Depuis avril, les prix du blé connaissent une hausse significative, augmentant de 30% en quelques semaines, selon Zone Bourse. Pour les consommateurs, déjà impactés par les répercussions économiques de la guerre en Ukraine, cette augmentation est une charge lourde. L'Ukraine, autrefois le "grenier" de l'Europe, voit sa production de blé diminuée. La semaine passée, le Conseil international des céréales (CIC) a constaté une baisse globale de 3 millions de tonnes par rapport au mois précédent, en grande partie attribuée aux mauvaises conditions météorologiques. Cependant, les observateurs craignent également l'influence croissante de la Russie sur le marché du blé, Moscou ayant déjà démontré sa volonté de manipuler l'approvisionnement énergétique de l'Occident. Cette stratégie semble maintenant s'étendre à l'industrie céréalière russe.
Le contrôle de la Russie sur l'industrie céréalière
La Russie intensifie ses efforts pour contrôler son industrie céréalière.
Selon Bloomberg, les principaux négociants occidentaux, comme Cargill Inc.,
Viterra et Louis Dreyfus Co., ont quitté le marché russe, laissant place à des
entreprises proches du pouvoir russe. Aujourd'hui, quatre entreprises
contrôlent trois quarts des exportations de céréales des terminaux russes de la
mer Noire, contre 45% il y a six ans.
Cette mainmise de l'État russe inquiète les vendeurs et les pays dépendants
du blé russe. "La Russie n’a jamais autant pesé qu’aujourd’hui" sur
ce marché, selon Sébastien Blis, chercheur associé à l’Institut de relations
internationales et stratégiques (Iris) et directeur du club Demeter. En 2023,
la Russie a exporté 50 millions de tonnes de blé, représentant 25 % du marché
mondial. L'Ukraine, ayant exporté moins de blé, a vu la Russie augmenter sa
part de marché, entraînant une "russification du marché mondial".

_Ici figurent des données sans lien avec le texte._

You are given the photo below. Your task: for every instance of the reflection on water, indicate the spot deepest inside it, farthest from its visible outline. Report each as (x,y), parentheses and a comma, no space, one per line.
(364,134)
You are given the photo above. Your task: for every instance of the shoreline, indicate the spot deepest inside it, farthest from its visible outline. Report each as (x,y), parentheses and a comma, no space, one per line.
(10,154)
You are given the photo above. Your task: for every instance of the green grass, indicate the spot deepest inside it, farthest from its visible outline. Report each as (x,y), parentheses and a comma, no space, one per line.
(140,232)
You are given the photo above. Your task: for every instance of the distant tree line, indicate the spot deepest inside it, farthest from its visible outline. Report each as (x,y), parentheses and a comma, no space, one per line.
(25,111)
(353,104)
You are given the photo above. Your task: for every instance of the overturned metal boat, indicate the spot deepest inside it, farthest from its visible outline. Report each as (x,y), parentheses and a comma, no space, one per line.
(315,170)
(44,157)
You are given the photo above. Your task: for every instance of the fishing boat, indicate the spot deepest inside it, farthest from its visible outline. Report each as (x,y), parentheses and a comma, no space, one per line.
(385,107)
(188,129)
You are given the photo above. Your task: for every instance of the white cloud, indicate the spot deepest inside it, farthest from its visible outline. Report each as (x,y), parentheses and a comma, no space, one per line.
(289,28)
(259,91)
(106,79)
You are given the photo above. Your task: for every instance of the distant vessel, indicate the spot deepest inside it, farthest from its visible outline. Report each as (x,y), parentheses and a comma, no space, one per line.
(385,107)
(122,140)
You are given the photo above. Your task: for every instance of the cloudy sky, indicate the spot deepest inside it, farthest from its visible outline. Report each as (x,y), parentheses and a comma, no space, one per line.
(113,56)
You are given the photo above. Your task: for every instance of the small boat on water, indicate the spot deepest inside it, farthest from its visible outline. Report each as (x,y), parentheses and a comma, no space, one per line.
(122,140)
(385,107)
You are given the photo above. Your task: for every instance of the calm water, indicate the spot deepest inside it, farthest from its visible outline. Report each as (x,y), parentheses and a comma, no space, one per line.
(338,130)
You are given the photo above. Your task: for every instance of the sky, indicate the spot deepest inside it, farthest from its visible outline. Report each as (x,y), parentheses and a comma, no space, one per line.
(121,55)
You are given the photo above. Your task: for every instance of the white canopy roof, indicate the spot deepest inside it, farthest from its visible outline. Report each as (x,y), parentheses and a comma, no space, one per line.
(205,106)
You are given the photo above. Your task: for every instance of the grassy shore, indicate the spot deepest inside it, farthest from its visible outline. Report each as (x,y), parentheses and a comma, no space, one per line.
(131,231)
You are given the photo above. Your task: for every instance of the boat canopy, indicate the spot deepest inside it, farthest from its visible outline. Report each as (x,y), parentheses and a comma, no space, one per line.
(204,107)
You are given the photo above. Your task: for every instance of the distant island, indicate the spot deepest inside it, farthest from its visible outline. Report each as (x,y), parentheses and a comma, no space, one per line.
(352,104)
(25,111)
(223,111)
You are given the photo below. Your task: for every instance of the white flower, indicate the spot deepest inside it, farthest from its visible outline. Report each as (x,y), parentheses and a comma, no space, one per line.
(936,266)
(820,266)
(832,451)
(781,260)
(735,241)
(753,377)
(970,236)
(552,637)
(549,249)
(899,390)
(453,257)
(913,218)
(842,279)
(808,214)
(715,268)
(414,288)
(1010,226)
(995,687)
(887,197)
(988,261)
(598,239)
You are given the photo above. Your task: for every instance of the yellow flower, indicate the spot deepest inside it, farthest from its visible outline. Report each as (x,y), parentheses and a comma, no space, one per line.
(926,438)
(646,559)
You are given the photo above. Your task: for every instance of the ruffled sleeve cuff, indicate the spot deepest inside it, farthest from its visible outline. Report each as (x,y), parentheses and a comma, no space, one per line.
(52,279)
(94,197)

Les conséquences pour les marchés mondiaux
Bien que la Russie n'ait pas encore perturbé notablement ses propres
approvisionnements en blé, comme elle l'a fait avec le gaz en 2022, son
influence reste sous surveillance. Le marché russe, désormais dominé par des
acteurs locaux, manque de transparence sur les volumes et l'état des récoltes.
En raison du manque de personnel sur place, le ministère américain de
l'Agriculture se fie principalement aux images satellites pour ses prévisions
de récolte, qui peuvent ne pas détecter tous les dégâts. La météo en Europe et
en Russie a été défavorable, oscillant entre sécheresse et gel, ce qui a
conduit le Conseil international des céréales à prévoir une baisse de 6% de la production
de blé russe cette année.
Un impact global
La raréfaction des ressources entraîne une augmentation des prix. Dennis
Voznesenski, analyste à la Commonwealth Bank, rappelle que "la Russie,
source du blé le moins cher au monde, fait face à des déficits de production et
les prix russes augmentent". Cependant, l'amélioration des perspectives
des récoltes américaines pourrait atténuer ces effets.
L'Europe, presque sevrée du gaz naturel russe, dépend déjà du gaz naturel
liquéfié (GNL) américain pour son chauffage. Elle pourrait désormais devoir
compter sur les États-Unis pour remplir ses assiettes.